C’est un amendement introduit en catimini par le gouvernement dans le cadre de l’examen du projet de loi organique relatif à l’élection du Président de la République qui a suscité l’ire des sénateurs. Le texte prévoyait en substance la possibilité pour les électrices et les électeurs qui en feraient la demande de pouvoir voter par anticipation via un dispositif électronique dans des bureaux de vote et à une date à déterminer par décret. L’objet affiché de l’initiative de l’exécutif était de moderniser les opérations de vote afin de faciliter la participation citoyenne.

La chambre haute a rejeté avec raison cette mesure. Le problème que cette dernière posait relève tant de la forme que du fond. La précipitation avec laquelle ce dispositif a été inséré dans le débat parlementaire n’est pas à la hauteur de l’enjeu qui suppose tout d’abord un examen de fond rendu impossible par cette introduction de dernière minute. On ne change pas les règles du jeu sur un coin de table à moins d’un an d’une campagne électorale, sauf à accréditer les thèses les plus complotistes. Au mieux il s’agit d’une négligence , au pire d’une forme de « flibusterie » politique pour le moins mal préparée. L’expérience sénatoriale a fait pièce à cette entreprise.
Sur le fond, rien ne démontre que la question de la désaffection électorale y trouvera remède. Celle-ci a d’autres causes que de simples déterminants organisationnels. Elle est liée principalement au fonctionnement des institutions, à la qualité de l’offre politique et au sentiment d’impuissance publique que les majorités successives peuvent générer dans l’opinion.
Mais l’amendement gouvernemental est porteur d’autres difficultés. Il interroge la confiance dans la régularité des opérations de vote que pourrait provoquer l’adoption d’un tel dispositif. Benjamin Morel l’a justement rappelé dans un entretien pour Le Figaro, se référant entre autres à un arrêt du tribunal constitutionnel fédéral de Karlsruhe interdisant outre-Rhin les machines à voter. C’est par ailleurs un autre principe qu’est susceptible de mettre à mal un tel processus : le principe d’égalité puisqu’en étalant le scrutin sur plusieurs jours, en même temps que la campagne électorale se poursuivrait, c’est le continuum informatif de chaque citoyen au moment du vote qui risque d’en être affecté.

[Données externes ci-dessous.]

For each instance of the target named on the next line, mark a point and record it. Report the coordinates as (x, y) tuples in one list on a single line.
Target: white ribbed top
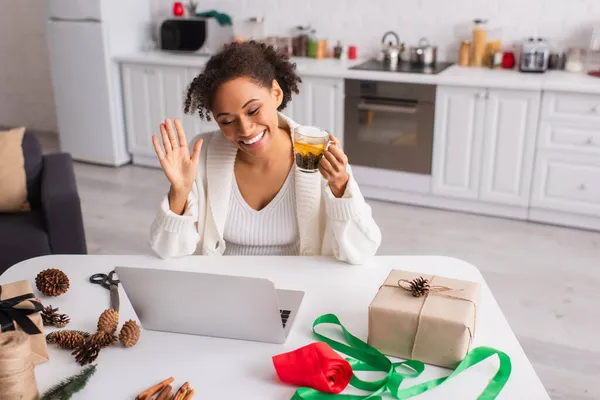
[(270, 231)]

La force de la République s’inscrit dans ses rites, dans la continuité de ces derniers, dans ce qu’ils soulèvent de symboles. En France, le vote suppose une unité de lieu ( le bureau de vote de sa résidence ), de temps (le même jour de vote, à l’exception des Français de l’étranger) et d’action (la campagne électorale). Toute innovation qui consisterait à faire évoluer ce triptyque doit être mûrement réfléchie. On ne badine pas avec les traditions civiques.